Lorna Meaden, 2012 ALCC Featured Artist


Colorado potter, Lorna Meaden is one of the featured artists at the 2012 Alabama Clay Conference. 
Here is a quick description about her career and work:

With her elegant and sensuous vessels, Lorna Meaden puts her own spin on historical ornamentation and celebrates the practical use of everyday, utilitarian objects. “Handmade pots are potent in their power to reveal the extraordinary, within the ordinary,” she says. She contrasts elements of extravagant embellishment with a rough-hewn, home-spun, sensibility. One of America’s most popular potters, Meaden exhibits in galleries and museums nationwide. She has been a resident at the most prestigious art instruction centers in the country, and currently resides in Durango, Colorado where she calls herself a studio potter.
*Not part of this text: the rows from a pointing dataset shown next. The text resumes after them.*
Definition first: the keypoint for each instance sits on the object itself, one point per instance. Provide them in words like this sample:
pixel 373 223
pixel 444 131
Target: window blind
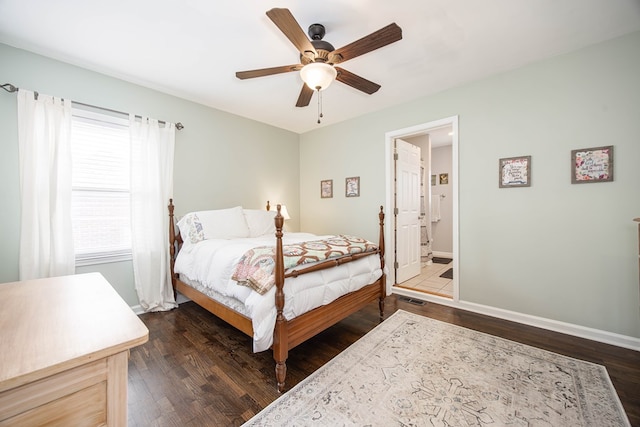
pixel 100 196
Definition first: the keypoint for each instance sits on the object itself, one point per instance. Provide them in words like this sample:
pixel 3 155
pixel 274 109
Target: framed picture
pixel 352 186
pixel 326 188
pixel 514 172
pixel 592 165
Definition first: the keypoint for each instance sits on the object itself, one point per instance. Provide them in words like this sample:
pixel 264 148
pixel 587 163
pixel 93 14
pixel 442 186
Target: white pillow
pixel 215 224
pixel 260 222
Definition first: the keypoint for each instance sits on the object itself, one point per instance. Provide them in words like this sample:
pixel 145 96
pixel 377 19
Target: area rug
pixel 415 371
pixel 447 274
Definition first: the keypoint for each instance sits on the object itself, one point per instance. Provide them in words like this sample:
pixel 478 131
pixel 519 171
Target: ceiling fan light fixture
pixel 318 75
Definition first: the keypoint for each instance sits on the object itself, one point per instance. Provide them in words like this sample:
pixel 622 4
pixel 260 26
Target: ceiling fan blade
pixel 357 82
pixel 384 36
pixel 250 74
pixel 285 21
pixel 305 96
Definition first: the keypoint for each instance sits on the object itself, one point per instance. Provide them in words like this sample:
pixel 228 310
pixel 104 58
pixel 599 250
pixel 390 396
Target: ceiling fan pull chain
pixel 319 105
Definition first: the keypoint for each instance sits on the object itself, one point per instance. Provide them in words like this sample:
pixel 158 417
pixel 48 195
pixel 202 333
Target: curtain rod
pixel 11 88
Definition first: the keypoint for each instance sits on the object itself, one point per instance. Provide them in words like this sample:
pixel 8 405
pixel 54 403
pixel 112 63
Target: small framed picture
pixel 352 186
pixel 592 165
pixel 326 188
pixel 514 172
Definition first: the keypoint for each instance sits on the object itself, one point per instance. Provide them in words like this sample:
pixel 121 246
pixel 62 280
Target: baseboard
pixel 606 337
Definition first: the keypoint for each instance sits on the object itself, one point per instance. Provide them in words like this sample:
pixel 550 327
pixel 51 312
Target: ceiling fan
pixel 318 58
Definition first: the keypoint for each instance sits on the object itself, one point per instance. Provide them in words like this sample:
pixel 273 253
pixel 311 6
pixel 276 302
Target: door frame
pixel 408 132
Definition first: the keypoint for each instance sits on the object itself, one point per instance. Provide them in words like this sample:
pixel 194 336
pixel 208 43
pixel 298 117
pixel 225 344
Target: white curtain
pixel 46 240
pixel 152 149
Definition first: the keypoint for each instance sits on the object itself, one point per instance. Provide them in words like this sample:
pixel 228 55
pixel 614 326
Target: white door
pixel 407 167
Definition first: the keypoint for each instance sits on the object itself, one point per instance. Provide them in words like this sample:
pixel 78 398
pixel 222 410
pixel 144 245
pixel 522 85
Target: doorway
pixel 432 131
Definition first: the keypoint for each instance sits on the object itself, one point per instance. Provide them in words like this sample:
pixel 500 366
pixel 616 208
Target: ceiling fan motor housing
pixel 316 33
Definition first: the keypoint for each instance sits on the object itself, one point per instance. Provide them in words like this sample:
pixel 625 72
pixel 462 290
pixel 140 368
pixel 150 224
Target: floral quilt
pixel 256 267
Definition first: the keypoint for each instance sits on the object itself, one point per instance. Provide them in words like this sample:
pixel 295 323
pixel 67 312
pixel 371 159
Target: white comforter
pixel 212 263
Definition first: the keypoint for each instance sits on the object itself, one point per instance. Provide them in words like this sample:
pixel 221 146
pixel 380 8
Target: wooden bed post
pixel 383 279
pixel 172 247
pixel 280 341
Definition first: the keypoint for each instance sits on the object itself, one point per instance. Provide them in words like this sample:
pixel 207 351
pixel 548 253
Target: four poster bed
pixel 280 295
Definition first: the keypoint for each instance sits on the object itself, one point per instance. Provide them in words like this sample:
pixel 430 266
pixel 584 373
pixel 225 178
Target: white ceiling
pixel 192 48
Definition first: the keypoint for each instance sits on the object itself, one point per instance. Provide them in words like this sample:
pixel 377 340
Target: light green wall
pixel 555 250
pixel 221 160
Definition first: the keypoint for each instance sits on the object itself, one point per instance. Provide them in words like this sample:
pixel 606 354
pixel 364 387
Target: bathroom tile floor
pixel 429 280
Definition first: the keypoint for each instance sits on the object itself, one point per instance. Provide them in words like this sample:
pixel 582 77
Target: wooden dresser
pixel 64 348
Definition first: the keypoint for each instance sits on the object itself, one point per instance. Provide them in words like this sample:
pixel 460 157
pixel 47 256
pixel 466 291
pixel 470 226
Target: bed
pixel 349 281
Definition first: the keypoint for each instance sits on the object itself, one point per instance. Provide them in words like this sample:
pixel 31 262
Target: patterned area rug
pixel 415 371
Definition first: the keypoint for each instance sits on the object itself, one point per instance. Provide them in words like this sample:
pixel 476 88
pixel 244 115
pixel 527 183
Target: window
pixel 100 207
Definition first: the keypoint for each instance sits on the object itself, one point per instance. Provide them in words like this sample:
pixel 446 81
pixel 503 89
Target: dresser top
pixel 51 325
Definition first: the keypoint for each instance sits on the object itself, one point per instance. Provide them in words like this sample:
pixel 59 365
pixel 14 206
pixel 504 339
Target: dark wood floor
pixel 198 371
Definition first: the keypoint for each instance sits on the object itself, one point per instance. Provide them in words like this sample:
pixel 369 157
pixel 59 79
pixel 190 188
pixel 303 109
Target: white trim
pixel 389 165
pixel 443 254
pixel 593 334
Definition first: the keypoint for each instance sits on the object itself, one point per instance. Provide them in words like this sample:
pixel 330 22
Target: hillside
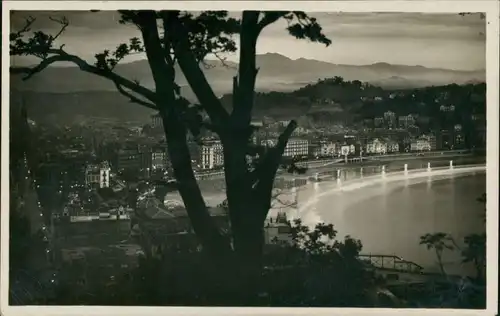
pixel 277 73
pixel 285 87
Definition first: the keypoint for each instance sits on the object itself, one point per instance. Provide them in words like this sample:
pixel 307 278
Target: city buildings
pixel 211 155
pixel 296 147
pixel 128 159
pixel 159 158
pixel 422 143
pixel 97 176
pixel 392 146
pixel 277 230
pixel 390 119
pixel 406 121
pixel 376 146
pixel 327 148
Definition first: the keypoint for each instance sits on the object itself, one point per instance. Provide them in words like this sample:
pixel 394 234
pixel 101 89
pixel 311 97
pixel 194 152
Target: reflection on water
pixel 390 218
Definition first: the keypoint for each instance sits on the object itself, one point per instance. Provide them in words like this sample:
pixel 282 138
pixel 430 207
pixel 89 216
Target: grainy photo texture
pixel 255 158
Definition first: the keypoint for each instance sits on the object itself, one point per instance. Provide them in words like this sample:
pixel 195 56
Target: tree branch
pixel 60 55
pixel 135 99
pixel 245 89
pixel 178 36
pixel 270 18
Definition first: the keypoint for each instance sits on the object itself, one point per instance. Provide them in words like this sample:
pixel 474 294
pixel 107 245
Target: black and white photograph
pixel 174 154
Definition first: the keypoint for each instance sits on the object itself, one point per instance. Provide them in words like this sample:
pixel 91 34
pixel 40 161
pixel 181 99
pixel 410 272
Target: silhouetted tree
pixel 439 242
pixel 186 39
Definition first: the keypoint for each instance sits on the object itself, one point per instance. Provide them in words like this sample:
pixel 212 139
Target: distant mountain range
pixel 68 86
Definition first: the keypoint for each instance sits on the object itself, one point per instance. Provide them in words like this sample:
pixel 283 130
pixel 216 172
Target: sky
pixel 448 41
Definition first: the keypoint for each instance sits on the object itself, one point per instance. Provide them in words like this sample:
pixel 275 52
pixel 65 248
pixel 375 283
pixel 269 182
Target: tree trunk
pixel 175 132
pixel 440 262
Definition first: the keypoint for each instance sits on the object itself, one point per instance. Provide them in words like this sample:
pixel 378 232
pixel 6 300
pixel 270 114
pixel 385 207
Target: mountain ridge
pixel 277 73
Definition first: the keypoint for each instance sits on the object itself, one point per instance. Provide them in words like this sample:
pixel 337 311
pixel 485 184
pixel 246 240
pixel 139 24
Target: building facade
pixel 376 146
pixel 211 155
pixel 421 144
pixel 97 176
pixel 296 147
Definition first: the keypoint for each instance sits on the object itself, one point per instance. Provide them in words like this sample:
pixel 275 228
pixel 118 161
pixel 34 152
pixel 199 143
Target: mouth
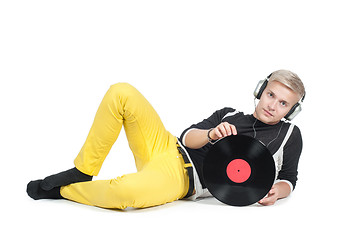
pixel 267 113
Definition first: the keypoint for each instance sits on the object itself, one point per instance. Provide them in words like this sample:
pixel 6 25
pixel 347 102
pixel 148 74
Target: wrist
pixel 210 139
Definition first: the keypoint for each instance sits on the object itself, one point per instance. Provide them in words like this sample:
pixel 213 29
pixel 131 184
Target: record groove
pixel 239 170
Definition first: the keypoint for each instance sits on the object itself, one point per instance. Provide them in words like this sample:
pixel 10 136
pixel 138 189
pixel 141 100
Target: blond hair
pixel 290 80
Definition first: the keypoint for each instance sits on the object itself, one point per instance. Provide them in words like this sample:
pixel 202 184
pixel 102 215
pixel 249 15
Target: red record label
pixel 238 170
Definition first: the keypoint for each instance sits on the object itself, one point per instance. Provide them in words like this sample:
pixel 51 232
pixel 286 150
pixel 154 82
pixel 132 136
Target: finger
pixel 217 133
pixel 222 130
pixel 234 129
pixel 228 128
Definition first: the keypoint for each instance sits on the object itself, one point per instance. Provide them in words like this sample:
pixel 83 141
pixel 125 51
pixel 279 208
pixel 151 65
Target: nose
pixel 272 105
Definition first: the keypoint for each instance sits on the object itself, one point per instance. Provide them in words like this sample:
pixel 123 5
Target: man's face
pixel 276 101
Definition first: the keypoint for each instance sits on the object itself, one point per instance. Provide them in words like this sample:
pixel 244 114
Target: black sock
pixel 64 178
pixel 36 192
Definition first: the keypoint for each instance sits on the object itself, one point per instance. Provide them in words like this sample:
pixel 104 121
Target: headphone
pixel 296 109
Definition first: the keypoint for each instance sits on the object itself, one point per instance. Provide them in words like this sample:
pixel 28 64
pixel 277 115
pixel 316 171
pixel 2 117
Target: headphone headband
pixel 296 109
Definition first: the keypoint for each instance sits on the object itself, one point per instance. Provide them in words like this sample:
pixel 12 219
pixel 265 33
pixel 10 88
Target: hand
pixel 271 197
pixel 224 129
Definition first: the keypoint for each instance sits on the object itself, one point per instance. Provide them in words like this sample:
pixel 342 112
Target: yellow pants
pixel 161 176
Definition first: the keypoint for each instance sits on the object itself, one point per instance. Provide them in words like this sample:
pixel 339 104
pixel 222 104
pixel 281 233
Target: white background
pixel 189 58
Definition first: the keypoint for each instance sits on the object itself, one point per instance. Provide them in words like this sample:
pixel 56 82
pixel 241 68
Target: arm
pixel 197 138
pixel 278 191
pixel 292 152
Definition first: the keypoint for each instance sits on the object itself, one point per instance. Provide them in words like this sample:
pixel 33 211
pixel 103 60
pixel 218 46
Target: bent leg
pixel 123 105
pixel 162 181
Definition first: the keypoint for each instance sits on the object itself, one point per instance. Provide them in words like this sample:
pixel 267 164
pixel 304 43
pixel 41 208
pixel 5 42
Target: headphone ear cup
pixel 262 84
pixel 296 109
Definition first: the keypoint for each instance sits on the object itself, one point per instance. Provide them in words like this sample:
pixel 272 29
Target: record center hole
pixel 238 170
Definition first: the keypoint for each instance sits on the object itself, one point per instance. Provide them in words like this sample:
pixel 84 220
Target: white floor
pixel 188 58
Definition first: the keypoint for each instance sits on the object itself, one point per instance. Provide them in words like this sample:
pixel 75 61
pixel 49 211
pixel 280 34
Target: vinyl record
pixel 239 170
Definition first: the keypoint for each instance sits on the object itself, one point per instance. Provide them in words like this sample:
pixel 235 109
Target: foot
pixel 64 178
pixel 36 192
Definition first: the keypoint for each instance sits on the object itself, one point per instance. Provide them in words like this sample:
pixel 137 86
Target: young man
pixel 168 168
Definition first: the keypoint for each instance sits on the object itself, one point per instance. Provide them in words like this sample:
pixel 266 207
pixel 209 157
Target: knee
pixel 123 89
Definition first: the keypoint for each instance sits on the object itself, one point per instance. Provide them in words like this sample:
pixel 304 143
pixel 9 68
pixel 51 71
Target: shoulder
pixel 295 138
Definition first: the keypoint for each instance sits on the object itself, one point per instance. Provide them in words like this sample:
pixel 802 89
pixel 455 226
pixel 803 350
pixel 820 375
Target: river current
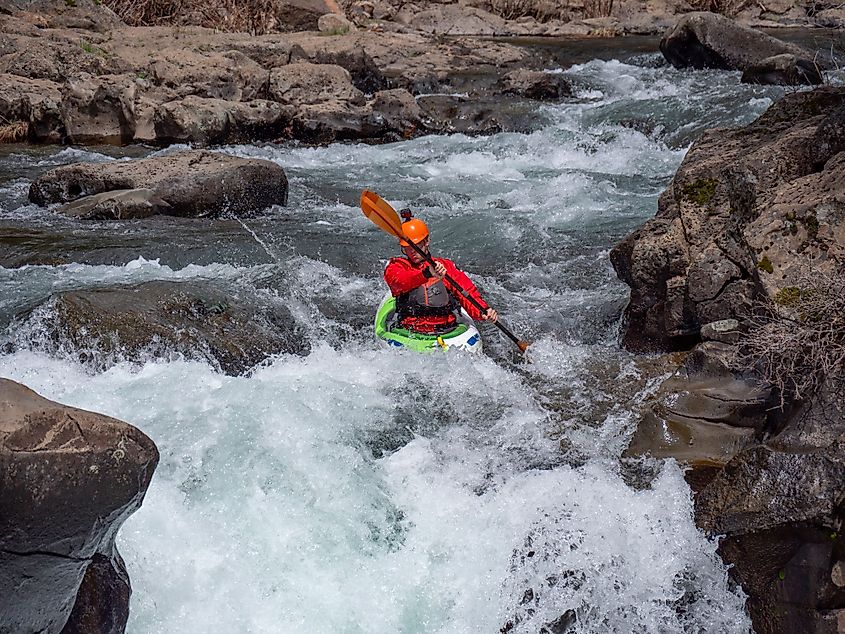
pixel 362 489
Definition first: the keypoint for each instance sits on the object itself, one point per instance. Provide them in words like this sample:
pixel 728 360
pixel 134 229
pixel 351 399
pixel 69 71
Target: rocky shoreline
pixel 752 215
pixel 748 212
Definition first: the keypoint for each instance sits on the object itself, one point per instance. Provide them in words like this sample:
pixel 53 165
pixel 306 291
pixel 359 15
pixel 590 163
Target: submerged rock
pixel 708 40
pixel 68 480
pixel 783 70
pixel 192 183
pixel 192 320
pixel 747 210
pixel 119 204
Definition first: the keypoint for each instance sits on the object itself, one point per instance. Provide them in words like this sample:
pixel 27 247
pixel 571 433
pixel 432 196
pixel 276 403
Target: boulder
pixel 35 102
pixel 206 121
pixel 336 120
pixel 536 85
pixel 783 70
pixel 99 110
pixel 449 114
pixel 228 75
pixel 69 478
pixel 302 15
pixel 334 24
pixel 193 183
pixel 704 414
pixel 398 110
pixel 347 52
pixel 747 211
pixel 102 602
pixel 454 19
pixel 709 40
pixel 201 321
pixel 303 83
pixel 118 204
pixel 61 57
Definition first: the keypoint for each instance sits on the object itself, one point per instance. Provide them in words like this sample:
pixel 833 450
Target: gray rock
pixel 334 24
pixel 783 70
pixel 118 204
pixel 303 83
pixel 35 102
pixel 99 110
pixel 537 85
pixel 206 121
pixel 229 75
pixel 200 321
pixel 724 330
pixel 193 183
pixel 743 215
pixel 68 480
pixel 709 40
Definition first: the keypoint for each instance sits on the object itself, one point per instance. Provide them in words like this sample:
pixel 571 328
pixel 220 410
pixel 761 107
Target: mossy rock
pixel 788 296
pixel 701 191
pixel 765 264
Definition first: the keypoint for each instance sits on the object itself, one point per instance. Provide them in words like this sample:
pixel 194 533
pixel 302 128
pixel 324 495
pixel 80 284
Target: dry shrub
pixel 251 16
pixel 797 341
pixel 13 132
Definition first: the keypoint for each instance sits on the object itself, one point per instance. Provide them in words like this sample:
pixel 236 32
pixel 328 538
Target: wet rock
pixel 780 507
pixel 214 121
pixel 102 602
pixel 119 204
pixel 70 478
pixel 193 183
pixel 703 415
pixel 537 85
pixel 747 210
pixel 99 110
pixel 303 83
pixel 213 323
pixel 783 70
pixel 709 40
pixel 724 330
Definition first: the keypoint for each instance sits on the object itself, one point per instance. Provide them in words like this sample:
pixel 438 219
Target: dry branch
pixel 797 340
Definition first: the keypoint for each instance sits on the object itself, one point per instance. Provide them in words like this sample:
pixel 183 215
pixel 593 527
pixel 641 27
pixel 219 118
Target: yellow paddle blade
pixel 381 213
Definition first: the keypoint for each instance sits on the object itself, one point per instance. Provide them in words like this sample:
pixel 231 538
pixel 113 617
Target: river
pixel 362 489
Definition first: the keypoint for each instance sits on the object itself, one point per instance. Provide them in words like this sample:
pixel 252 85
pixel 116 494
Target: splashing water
pixel 367 490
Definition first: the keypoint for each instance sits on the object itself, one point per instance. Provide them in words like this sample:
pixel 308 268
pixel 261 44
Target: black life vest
pixel 427 300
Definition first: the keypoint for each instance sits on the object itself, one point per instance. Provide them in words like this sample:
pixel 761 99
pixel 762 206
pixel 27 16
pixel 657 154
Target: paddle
pixel 385 217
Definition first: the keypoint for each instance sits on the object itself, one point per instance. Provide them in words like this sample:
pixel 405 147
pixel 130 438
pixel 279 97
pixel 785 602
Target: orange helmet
pixel 416 230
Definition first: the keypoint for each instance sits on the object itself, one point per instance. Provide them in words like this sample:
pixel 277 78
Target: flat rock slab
pixel 193 320
pixel 708 40
pixel 193 183
pixel 68 480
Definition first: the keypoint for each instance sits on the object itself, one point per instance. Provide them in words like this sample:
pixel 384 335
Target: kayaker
pixel 423 303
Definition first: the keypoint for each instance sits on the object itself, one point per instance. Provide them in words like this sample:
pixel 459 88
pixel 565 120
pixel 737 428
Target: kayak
pixel 465 336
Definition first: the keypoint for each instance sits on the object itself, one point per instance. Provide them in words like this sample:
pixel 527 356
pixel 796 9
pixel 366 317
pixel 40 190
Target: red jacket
pixel 402 276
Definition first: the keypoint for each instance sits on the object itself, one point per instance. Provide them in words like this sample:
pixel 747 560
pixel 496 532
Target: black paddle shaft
pixel 472 300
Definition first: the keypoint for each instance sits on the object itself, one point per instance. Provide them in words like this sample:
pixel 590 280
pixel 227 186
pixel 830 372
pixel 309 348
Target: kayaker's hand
pixel 438 270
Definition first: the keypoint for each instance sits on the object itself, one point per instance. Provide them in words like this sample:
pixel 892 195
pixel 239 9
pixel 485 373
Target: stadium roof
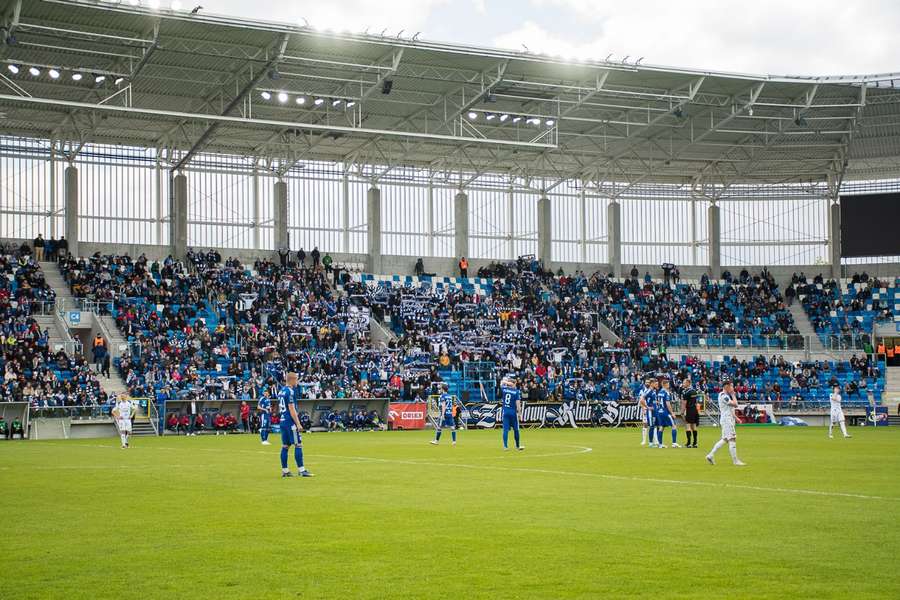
pixel 183 83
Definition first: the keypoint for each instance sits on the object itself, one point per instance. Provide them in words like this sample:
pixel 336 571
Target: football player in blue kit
pixel 447 404
pixel 511 402
pixel 264 406
pixel 290 426
pixel 664 416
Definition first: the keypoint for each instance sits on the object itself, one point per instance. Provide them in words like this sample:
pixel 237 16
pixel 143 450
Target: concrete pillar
pixel 461 223
pixel 71 194
pixel 178 217
pixel 614 237
pixel 545 245
pixel 834 240
pixel 279 218
pixel 715 242
pixel 373 262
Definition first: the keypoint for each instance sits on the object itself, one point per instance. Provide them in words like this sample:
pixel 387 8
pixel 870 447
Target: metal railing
pixel 725 341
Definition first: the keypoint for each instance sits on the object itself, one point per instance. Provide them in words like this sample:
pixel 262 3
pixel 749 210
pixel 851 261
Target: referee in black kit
pixel 690 410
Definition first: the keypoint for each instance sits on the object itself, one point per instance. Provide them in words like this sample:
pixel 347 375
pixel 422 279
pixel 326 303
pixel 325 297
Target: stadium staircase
pixel 804 326
pixel 55 280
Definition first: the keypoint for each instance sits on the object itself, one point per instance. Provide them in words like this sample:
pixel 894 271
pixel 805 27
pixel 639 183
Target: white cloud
pixel 765 36
pixel 346 15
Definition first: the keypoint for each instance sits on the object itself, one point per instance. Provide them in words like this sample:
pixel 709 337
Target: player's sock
pixel 732 450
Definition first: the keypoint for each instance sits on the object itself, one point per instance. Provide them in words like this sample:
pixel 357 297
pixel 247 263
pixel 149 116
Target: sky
pixel 776 37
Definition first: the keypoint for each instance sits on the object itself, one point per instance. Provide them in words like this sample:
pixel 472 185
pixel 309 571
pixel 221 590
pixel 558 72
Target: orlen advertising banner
pixel 566 414
pixel 410 415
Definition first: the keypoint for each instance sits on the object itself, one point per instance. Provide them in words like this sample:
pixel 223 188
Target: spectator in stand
pixel 105 365
pixel 245 416
pixel 98 350
pixel 39 248
pixel 463 267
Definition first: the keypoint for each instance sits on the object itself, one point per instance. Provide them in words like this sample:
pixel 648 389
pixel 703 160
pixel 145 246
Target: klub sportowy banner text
pixel 562 414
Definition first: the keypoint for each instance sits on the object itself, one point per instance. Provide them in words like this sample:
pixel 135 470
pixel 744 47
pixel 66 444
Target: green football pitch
pixel 582 513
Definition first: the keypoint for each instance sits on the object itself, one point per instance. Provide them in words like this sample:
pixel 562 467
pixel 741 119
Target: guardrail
pixel 725 341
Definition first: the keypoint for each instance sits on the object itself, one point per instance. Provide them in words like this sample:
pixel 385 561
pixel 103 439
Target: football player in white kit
pixel 123 411
pixel 837 414
pixel 727 404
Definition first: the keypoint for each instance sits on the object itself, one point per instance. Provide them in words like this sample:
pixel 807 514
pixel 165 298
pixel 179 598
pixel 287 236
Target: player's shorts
pixel 510 421
pixel 289 435
pixel 728 429
pixel 664 419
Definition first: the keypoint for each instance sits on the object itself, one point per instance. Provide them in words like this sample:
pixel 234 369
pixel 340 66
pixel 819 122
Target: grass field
pixel 578 514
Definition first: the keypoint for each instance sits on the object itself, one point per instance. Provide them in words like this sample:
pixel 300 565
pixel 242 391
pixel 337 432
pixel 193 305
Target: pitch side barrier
pixel 315 407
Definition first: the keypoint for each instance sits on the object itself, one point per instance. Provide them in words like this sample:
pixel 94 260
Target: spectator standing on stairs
pixel 98 350
pixel 39 248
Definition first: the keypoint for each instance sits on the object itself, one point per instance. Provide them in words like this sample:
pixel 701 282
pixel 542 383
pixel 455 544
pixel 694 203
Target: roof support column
pixel 373 209
pixel 461 224
pixel 178 217
pixel 834 239
pixel 545 245
pixel 71 193
pixel 715 241
pixel 614 237
pixel 279 216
Inspired by the Arts and Crafts Movement of the nineteenth century, Meaden honors the handmade useful object as a valuable entity and a sacred tradition. She spurns the modern proclivity to assign worth based on convenience rather than authenticity and uniqueness, revering instead the intimate connection fostered in handmade items—between the user of the piece and the artisan who made it.  If handmade work is a luxury in today’s world, Meaden’s use of adornment on her work extends the idea of extravagance. Yet while her forms are playfully suggestive of Baroque and Rococo grandeur, her use of material remains in the dominion of old-fashioned folk pottery. Rather than using delicate white porcelain with shiny luster embellishments, her materials retain the bulky, neutral-glazed solidity that give her work the delightful balance between the fancy and the uncomplicated.